When the sons, then, are free, when their bodies are redeemed, they will lift up with them the lower creation into their liberty. St Paul seems to believe that perfection in their kind awaits also the humbler inhabitants of our world, its advent to follow immediately on the manifestation of the sons of God: for our sakes and their own they have been made subject to vanity; for our sakes and their own they shall be restored and glorified, that is, raised higher with us.
Has the question no interest for you? It would have much, had you now what you must one day have—a heart big enough to love any life God has thought fit to create. Had the Lord cared no more for what of his father’s was lower than himself, than you do for what of your father’s is lower than you, you would not now be looking for any sort of redemption.
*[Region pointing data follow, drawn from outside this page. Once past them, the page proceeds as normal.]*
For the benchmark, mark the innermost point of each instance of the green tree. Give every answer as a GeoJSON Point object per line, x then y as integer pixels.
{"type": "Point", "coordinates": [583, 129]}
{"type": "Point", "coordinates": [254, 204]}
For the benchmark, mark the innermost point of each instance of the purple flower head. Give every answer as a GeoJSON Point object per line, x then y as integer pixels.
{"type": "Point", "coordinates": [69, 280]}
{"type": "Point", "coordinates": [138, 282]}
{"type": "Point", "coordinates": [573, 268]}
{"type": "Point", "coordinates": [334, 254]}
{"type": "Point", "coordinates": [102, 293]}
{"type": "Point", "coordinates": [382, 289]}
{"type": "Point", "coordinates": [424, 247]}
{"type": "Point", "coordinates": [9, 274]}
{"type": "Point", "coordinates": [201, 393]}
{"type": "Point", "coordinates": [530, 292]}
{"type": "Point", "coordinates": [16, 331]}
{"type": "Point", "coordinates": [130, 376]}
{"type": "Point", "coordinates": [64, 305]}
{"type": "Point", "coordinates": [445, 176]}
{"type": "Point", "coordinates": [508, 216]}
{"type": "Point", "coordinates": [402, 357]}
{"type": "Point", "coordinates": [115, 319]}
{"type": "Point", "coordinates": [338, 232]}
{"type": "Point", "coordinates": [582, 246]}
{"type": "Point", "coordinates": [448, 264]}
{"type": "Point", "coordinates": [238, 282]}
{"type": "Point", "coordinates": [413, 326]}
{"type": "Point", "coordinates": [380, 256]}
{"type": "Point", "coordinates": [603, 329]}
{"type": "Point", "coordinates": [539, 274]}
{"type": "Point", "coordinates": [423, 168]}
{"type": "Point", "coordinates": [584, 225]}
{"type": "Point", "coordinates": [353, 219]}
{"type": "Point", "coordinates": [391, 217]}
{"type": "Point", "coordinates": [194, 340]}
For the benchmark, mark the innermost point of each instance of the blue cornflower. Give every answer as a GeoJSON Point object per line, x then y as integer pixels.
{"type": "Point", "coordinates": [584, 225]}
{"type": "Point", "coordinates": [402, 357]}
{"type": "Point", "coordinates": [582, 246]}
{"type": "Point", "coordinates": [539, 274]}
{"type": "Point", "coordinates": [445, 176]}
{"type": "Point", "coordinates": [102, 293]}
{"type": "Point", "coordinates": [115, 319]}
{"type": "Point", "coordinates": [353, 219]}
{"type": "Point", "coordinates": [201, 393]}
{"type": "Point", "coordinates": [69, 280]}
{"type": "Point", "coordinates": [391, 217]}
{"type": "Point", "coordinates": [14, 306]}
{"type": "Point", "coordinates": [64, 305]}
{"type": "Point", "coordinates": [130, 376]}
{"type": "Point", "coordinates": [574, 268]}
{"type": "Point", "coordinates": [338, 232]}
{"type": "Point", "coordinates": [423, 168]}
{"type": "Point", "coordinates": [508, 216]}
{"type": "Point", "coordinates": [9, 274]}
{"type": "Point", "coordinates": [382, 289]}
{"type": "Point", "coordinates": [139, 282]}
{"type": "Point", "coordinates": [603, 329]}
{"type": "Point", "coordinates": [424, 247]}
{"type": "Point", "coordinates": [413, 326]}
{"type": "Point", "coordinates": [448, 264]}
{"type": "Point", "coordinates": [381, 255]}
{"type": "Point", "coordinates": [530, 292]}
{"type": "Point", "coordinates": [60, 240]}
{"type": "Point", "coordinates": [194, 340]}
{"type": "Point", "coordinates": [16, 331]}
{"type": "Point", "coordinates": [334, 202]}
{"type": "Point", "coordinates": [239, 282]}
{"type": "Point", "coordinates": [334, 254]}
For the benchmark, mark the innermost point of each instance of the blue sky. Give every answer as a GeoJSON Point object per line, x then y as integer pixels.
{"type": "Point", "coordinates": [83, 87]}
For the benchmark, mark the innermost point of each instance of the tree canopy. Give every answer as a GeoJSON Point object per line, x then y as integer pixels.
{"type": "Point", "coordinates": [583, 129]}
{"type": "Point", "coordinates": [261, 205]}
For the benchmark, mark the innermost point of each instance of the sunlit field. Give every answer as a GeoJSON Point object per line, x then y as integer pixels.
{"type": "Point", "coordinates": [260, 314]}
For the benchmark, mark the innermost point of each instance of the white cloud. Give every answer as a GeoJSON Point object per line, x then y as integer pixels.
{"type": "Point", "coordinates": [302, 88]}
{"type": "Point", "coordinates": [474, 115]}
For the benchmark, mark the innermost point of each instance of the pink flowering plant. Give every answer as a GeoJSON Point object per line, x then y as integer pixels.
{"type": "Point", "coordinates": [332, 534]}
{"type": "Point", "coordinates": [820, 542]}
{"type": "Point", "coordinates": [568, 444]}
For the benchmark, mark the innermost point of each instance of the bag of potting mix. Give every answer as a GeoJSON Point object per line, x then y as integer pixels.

I have omitted in my quotations the word adoption used in both English versions: it is no translation of the Greek word for which it stands. It is used by St Paul as meaning the same thing with the phrase, ’the redemption of the body’—a fact to bring the interpretation given it at once into question. Falser translation, if we look at the importance of the thing signified, and its utter loss in the word used to represent it, not to mention the substitution for that of the apostle, of an idea not only untrue but actively mischievous, was never made. The thing St Paul means in the word he uses, has simply nothing to do with adoption—nothing whatever. In the beginning of the fourth chapter of his epistle to the Galatians, he makes perfectly clear what he intends by it. His unusual word means the father’s recognition, when he comes of age, of the child’s relation to him, by giving him his fitting place of dignity in the house; and here the deliverance of the body is the act of this recognition by the great Father, completing and crowning and declaring the freedom of the man, the perfecting of the last lingering remnant of his deliverance. St Paul’s word, I repeat, has nothing to do with adoption; it means the manifestation of the grown-up sons of God; the showing of those as sons, who have always been his children; the bringing of them out before the universe in such suitable attire and with such fit attendance, that to look at them is to see what they are, the sons of the house—such to whom their elder brother applied the words: ‘I said ye are Gods.’
If then the sons groan within themselves, looking to be lifted up, and the other inhabitants of the same world groan with them and cry, shall they not also be lifted up? Have they not also a faithful creator? He must be a selfish man indeed who does not desire that it should be so.
It appears then, that, in the expectation of the apostle, the new heavens and the new earth in which dwell the sons of God, are to be inhabited by blessed animals also—inferior, but risen—and I think, yet to rise in continuous development.